Lo sfratto gli arrivò improvviso, mica lo avvertirono.
Lo spostarono nella stalla dei conigli. Napoleone ci rimase un po’ male, non ne faceva una questione d’orgoglio, ma proprio non ci stava dentro fisicamente, tanto era stretta la nuova stalla.
Non era un asino che faceva storie (ne aveva passate tante nella sua vita), perciò si adattò, anche se non ci fu altra soluzione che stare con il corpo nella stalla e la testa fuori dal finestrino.
In fin dei conti non gli andò tanto male, perché il finestrino guardava sul mare e si vedeva perfino la Corsica.
Andò peggio ai conigli. Quelli finirono tutti attaccati al fico, scuoiati e squartati.
La sua prima stalla, quella era veramente degna di un asino come lui, ora si che se ne rendeva conto; ma era ormai un lontano ricordo . Era stata ristrutturata e trasformata in una brutta camera per turisti che poi, se ne resero conto anche loro, che si trattava di una ex stalla!
Così finirono, in quel periodo, tanti suoi colleghi! Chi fu venduto al mercato, chi finì addirittura al macello.
I turisti, allora, incalzavano. Le vigne lungo la valle si riducevano sempre più. Gli asini pieni di mosche e maleodoranti, apparivano sempre più inutili ed ingombranti.
Una sera, al tramonto, “Napoleone” si trovò a riflettere, con tanta tristezza, sul suo passato.
“Addio, vendemmie briose, quando m’incontravo con i colleghi per i viottoli sassosi della valle carico d’uva, che mi spezzava la schiena, specie in discesa, ma almeno ci si incontrava.”
“Addio, risate festose di bimbi ,al tempo delle “immostature”!”
Ripensava alla stagione delle castagne“. Che verde. Che aria! ”E le gite ogni domenica mattina per fare la spesa al paese con il padrone! Stare legato in un campo fiorito nel mese di maggio? “Addio per sempre”!
Ora era obbligato a stare lì inchiodato sulle quattro zampe, in una stalla che non lo conteneva per intero, con la testa fuori del finestrino. Ogni tanto per dimostrare il suo disappunto, scuoteva la testa con le sue grandi orecchie rumorose, ma la gente che passava di la, pensava che lo facesse per scacciarsi le mosche. “Così è la gente!”

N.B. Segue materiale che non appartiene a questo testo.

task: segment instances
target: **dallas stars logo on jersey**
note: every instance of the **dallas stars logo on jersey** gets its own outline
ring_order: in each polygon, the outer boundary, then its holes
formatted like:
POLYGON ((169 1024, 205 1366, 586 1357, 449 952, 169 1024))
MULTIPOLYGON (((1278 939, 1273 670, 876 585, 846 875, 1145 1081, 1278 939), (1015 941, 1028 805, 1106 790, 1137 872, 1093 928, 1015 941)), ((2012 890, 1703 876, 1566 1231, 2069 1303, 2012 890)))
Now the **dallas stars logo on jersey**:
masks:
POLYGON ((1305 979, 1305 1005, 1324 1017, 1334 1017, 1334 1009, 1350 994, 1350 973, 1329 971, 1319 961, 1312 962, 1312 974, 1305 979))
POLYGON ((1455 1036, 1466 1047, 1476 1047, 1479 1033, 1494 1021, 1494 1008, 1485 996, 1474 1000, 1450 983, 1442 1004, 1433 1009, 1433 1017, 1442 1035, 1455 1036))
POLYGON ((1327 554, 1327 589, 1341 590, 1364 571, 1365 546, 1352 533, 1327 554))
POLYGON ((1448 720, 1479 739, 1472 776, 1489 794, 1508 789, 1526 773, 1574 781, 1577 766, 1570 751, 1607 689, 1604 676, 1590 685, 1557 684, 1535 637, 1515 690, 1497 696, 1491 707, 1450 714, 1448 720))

“Napoleone” era però benvoluto da tutti i ragazzi di Pomonte, tanto è vero che andavano, o si facevano accompagnare dai genitori, a portargli del pane secco o altre leccornie sotto al finestrino.
“Napoleone” accettava di buon grado i doni, ma, in fondo, ciò che gradiva di più era la dimostrazione d’affetto.
Negli ultimi anni della sua vita “Napoleone”, al tramonto, guardava sempre più spesso verso la Corsica, perché qualcuno gli aveva detto che su quell’isola, branchi di asini selvaggi correvano liberi. Lui ci credeva, perché era vero, e non una bugia d’asino.
I ragazzi di quell’epoca, costretti ad emigrare per i fatti della vita, ritornando, dopo svariati anni, a Pomonte, chiedevano notizie dell’asino ai loro compagni che erano rimasti. Questi rispondevano che “Napoleone” era morto sognando di partire anche lui un giorno’’, per una terra dove gli asini corrono liberi.